Международная аналитика (Mar 2019)
The US Anti-Missile Potential in Asia-Pacific
Abstract
The USA considers missile potentials of Russia, China, Iran and North Korea as the main sources of threats to their national security. In the early 2000s following the withdrawal from the Soviet-American ABM Treaty the US began to deploy a global ballistic missile defense system to protect their “homeland, US forces abroad and its allies” from potential and real threats. The set of basic elements of a multi-layer ballistic missile defense is generally the same, its architecture is always adapted to the local conditions of the regions of deployment and specific tasks. Their common designation is the ability to work as subsystems within an integrated, global in scope antiballistic missile defense system controlled by the United States. In the Asia-Pacific region, the United States is actively engaging its regional allies Australia, South Korea and Japan in a joint effort to build-up ABM capabilities while simultaneously increasing its military-strategic presence in the region.
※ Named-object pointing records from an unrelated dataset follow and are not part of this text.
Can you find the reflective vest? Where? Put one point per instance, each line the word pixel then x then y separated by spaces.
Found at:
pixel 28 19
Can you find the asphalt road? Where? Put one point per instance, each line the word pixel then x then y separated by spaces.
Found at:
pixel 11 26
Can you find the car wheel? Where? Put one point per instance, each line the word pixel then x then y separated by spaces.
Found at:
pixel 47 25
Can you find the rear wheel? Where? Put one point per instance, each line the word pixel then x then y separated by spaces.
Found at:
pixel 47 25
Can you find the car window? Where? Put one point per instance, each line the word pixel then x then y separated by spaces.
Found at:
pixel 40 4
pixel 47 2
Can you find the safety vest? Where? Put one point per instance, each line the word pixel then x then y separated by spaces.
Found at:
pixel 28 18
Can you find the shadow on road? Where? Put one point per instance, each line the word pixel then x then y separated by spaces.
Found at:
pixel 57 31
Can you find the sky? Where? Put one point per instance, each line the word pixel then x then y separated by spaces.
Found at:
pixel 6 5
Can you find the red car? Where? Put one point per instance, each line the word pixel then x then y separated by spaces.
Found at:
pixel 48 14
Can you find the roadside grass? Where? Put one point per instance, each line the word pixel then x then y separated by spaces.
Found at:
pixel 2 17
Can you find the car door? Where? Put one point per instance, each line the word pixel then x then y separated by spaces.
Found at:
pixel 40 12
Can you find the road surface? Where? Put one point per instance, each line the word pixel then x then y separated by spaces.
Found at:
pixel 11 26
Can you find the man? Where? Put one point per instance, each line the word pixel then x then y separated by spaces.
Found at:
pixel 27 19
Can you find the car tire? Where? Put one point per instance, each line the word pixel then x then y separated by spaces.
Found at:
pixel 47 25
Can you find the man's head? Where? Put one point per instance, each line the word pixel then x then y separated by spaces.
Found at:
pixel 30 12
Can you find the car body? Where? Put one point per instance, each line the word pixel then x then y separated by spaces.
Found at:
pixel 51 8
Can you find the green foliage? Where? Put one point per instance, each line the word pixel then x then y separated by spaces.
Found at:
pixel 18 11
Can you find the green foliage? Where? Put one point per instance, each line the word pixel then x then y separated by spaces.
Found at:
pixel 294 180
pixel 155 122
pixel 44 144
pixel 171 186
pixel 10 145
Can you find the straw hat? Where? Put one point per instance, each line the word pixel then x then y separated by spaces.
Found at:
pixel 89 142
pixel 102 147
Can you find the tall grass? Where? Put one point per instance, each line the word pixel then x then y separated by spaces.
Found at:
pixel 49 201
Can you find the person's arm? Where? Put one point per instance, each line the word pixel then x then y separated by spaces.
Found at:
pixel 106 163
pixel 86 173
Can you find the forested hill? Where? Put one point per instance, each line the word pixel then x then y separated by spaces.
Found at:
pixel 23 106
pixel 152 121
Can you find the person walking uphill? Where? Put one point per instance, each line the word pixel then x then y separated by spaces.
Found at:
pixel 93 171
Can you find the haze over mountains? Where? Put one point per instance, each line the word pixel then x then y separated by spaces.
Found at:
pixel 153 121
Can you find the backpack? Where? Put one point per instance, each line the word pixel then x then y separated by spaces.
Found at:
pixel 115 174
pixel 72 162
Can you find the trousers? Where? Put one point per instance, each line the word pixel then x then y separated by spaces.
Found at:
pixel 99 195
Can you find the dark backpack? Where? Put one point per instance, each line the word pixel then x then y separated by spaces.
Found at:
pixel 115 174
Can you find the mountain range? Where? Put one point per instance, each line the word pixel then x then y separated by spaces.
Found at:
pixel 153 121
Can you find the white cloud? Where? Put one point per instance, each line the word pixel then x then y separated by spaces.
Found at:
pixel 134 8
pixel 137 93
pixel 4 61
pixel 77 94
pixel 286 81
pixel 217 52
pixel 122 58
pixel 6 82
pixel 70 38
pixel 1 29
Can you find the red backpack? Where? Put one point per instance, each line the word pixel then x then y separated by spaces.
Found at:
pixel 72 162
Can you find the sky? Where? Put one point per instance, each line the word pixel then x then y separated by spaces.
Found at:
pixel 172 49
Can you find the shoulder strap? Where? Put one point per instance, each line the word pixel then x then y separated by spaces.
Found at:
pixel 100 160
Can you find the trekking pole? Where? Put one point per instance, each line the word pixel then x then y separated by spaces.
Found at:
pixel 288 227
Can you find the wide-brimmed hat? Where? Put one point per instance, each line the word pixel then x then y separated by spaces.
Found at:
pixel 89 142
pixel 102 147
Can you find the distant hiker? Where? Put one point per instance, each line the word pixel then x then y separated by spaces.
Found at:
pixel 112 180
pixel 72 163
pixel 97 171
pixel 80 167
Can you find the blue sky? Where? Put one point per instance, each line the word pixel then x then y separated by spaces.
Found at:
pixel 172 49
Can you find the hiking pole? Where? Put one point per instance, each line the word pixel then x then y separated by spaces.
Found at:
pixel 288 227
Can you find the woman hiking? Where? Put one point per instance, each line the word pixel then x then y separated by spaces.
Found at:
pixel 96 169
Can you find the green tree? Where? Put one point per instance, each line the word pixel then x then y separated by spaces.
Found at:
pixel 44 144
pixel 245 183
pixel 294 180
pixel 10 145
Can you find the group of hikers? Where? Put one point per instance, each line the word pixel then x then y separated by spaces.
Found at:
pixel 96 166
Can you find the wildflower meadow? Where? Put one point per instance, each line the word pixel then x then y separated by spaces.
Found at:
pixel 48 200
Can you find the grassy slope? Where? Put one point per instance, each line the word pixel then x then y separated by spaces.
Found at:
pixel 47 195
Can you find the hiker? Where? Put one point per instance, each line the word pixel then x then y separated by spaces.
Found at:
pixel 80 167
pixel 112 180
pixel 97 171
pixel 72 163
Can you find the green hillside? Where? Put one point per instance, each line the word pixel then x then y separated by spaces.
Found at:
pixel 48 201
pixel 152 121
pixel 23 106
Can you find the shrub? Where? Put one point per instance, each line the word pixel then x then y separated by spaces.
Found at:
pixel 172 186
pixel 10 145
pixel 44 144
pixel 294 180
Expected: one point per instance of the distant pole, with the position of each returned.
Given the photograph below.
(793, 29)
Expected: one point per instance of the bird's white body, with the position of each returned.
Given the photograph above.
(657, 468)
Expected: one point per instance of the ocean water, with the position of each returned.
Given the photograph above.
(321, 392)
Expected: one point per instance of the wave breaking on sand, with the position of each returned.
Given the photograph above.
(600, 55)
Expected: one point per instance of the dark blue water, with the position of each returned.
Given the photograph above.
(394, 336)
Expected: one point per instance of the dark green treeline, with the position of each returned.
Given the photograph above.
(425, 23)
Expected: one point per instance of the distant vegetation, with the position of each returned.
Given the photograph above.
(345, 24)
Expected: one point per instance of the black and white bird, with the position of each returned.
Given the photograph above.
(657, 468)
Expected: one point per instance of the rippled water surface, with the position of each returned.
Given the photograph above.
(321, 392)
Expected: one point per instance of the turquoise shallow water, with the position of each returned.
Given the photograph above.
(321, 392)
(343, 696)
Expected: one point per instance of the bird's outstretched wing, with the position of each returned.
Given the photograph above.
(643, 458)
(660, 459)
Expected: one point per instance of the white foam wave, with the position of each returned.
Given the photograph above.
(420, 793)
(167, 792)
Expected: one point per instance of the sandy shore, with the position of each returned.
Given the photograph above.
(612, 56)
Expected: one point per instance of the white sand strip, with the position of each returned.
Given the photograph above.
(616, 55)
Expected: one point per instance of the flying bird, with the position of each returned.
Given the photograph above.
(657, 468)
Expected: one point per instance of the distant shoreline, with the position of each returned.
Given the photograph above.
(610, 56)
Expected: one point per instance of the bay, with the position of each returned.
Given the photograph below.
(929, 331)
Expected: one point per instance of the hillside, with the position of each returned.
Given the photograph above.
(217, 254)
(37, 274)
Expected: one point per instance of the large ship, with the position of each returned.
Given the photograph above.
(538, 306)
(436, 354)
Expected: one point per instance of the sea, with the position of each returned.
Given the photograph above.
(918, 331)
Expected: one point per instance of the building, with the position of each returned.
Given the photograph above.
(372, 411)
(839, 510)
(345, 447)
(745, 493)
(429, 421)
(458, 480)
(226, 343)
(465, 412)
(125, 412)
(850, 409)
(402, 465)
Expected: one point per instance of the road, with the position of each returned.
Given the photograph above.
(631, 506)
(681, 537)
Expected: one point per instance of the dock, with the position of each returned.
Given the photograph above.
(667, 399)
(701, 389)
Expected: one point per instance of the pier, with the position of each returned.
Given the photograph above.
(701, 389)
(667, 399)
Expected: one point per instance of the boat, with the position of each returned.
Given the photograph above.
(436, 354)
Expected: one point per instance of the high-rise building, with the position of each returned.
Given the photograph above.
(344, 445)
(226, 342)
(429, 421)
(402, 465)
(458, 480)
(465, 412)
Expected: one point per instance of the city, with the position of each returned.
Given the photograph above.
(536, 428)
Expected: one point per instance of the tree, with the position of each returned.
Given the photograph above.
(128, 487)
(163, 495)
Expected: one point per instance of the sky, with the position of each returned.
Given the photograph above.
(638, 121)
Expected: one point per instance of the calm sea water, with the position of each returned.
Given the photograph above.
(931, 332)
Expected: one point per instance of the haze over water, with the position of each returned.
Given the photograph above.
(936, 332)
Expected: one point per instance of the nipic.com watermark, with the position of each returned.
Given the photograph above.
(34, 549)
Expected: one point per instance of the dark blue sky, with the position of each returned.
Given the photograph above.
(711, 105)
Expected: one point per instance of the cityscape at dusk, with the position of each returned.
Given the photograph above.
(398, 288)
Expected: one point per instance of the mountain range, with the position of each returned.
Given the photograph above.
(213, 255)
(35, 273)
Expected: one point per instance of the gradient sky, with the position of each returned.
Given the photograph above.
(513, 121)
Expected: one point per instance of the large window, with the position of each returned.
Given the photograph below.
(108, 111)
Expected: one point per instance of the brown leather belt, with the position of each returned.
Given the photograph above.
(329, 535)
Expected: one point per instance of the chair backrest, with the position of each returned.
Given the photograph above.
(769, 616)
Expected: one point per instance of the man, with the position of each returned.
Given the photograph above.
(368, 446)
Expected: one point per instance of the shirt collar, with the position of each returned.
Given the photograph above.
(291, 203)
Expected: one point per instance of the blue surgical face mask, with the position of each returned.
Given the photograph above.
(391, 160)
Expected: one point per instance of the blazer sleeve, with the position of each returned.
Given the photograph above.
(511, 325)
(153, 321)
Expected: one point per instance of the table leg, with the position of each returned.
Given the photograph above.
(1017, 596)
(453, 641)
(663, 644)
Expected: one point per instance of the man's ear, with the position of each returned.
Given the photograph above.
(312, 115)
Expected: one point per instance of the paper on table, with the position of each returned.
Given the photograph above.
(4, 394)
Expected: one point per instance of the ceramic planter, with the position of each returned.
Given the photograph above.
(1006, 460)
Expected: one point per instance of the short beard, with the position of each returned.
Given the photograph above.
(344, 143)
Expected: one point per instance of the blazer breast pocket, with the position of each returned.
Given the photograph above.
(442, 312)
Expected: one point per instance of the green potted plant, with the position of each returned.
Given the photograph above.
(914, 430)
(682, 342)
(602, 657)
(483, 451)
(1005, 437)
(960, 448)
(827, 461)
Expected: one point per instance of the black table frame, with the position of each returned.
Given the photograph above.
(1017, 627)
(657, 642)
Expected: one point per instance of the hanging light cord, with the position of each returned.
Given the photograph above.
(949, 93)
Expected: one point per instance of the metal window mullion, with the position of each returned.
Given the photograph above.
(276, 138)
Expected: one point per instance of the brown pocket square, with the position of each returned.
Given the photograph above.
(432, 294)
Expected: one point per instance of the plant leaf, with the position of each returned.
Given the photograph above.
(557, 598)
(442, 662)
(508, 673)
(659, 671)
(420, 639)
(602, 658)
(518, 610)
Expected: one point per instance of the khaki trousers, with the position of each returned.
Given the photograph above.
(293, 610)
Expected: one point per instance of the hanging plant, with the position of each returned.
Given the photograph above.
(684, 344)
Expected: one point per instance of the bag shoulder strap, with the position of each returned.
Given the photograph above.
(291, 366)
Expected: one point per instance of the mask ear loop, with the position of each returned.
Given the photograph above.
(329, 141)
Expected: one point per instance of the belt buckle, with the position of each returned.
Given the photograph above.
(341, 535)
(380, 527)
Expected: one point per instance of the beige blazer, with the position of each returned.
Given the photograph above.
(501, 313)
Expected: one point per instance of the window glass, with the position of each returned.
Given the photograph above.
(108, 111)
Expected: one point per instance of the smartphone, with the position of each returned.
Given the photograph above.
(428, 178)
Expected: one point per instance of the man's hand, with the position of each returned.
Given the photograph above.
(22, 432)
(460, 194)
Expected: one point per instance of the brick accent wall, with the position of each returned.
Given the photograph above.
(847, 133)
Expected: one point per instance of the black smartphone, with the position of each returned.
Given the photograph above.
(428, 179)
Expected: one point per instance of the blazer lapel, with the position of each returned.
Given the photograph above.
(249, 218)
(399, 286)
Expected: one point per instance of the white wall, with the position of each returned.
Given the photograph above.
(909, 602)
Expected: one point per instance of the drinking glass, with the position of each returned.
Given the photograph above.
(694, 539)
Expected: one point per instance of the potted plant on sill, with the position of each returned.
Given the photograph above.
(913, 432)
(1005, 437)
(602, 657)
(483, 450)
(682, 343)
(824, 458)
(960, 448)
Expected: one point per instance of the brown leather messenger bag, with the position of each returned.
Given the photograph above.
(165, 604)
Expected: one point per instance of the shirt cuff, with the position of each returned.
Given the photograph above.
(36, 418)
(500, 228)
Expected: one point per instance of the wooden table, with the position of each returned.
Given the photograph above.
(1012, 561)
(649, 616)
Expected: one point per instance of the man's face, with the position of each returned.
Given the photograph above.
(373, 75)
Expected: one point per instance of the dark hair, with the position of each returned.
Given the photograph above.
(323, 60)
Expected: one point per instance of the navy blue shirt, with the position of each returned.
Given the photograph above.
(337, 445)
Moscow strongly opposes the program considering it as potential threat to the effectiveness of the Russian strategic nuclear forces and undermining strategic stability and considers emergence the ballistic missile subsystems in Europe and the Asian-Pacific Region as a direct threat to its security. US ABM policy provokes the accelerated development by China and the DPRK of ballistic missile delivery systems, encourages Russia to create new weapon systems that are guaranteed to be able to overcome any existing and future missile defense.